Uma coisa ficou muito clara: a enorme importância da documentação
existente para o resgate de línguas (e não apenas). Há um esforço gigantesco na
Austrália para identificar, recuperar, arquivar e divulgar todas as fontes
documentais (notas, diários, listas de palavras, dicionários, gramáticas...), que,
na maioria dos casos, são os únicos suportes para recuperar (ou reinventar) uma
língua. Neste contexto, os missionários – na maioria protestantes, como
luteranos, presbiterianos, batistas – são ao mesmo tempo vilões e heróis, por
ter contribuído para o estabelecimento dos aldeamentos (missions) e a
evangelização forçada e em massa, mas, por outro lado, por ter deixado a grande
maioria dos registros linguísticos (e não somente) existentes.
Nos dias passados em Adelaide, o team
brasileiro e os representantes da AIATSIS (Michael Walsh e Doug Marmion)
realizaram três seminários, organizados pelo Prof.

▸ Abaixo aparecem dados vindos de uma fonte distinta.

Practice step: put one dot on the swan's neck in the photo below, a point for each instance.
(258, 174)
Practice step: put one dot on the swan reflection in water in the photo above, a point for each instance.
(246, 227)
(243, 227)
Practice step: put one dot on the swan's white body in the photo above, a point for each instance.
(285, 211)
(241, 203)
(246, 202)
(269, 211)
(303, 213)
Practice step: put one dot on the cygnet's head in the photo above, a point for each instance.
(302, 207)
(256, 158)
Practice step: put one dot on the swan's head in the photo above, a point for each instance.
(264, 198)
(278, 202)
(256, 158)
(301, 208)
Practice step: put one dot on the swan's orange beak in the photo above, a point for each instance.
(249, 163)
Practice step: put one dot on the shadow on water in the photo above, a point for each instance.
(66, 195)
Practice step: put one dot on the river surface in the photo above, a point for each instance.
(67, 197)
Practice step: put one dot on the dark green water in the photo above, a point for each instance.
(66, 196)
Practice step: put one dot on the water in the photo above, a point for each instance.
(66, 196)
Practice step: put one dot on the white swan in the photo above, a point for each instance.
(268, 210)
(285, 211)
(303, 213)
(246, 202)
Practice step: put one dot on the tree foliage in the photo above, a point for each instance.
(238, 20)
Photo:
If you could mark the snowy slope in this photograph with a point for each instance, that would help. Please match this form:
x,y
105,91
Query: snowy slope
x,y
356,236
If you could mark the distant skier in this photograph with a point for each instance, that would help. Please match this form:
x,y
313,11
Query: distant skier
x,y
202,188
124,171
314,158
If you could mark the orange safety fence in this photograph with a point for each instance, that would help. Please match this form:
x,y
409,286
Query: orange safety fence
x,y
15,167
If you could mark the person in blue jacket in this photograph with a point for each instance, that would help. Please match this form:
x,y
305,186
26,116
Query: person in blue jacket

Zuckerman, para públicos
diferenciados na Universidade de Adelaide: nós demos um panorama da situação
dos povos indígenas no Brasil, e suas línguas; Michael Walsh falou da língua e
da cosmologia reveladas pelos cantos Murrinh Patha; Doug Marmion apresentou os
resultados do NIELS 2 (do qual já falamos). Nossa atividade final foi uma
conversa informal, extremamente interessante, durante um almoço com membros do
staff do Indigenous Language Support, o sistema que
financia os programas de apoio às línguas aborígenes da Austrália do Sul. Soubemos
que cerca de 10 milhões de dólares australianos são destinados anualmente, para programas e projetos de revitalização e manutenção de línguas aborígenes.
E nos dizem que é pouco.
Last but not least, Adelaide é uma linda e tranquila cidade,
muito verde, muito agradável. Visitamos a Artíndia de Adelaide: Tandanya. O Museu tem uma exposição deslumbrante sobre povos aborígenes. Saindo dela, fica para sempre a confirmação de que as populações nativas da Austrália - outrora consideradas como o elo entre Homo sapiens e Homo Neanderthalensis - alcançaram uma sofisticação tecnológica sem par para a vida de caçadores e coletores num ambiente não exatamente amigável, bem como uma arte-iconografia finíssima e de grande complexidade.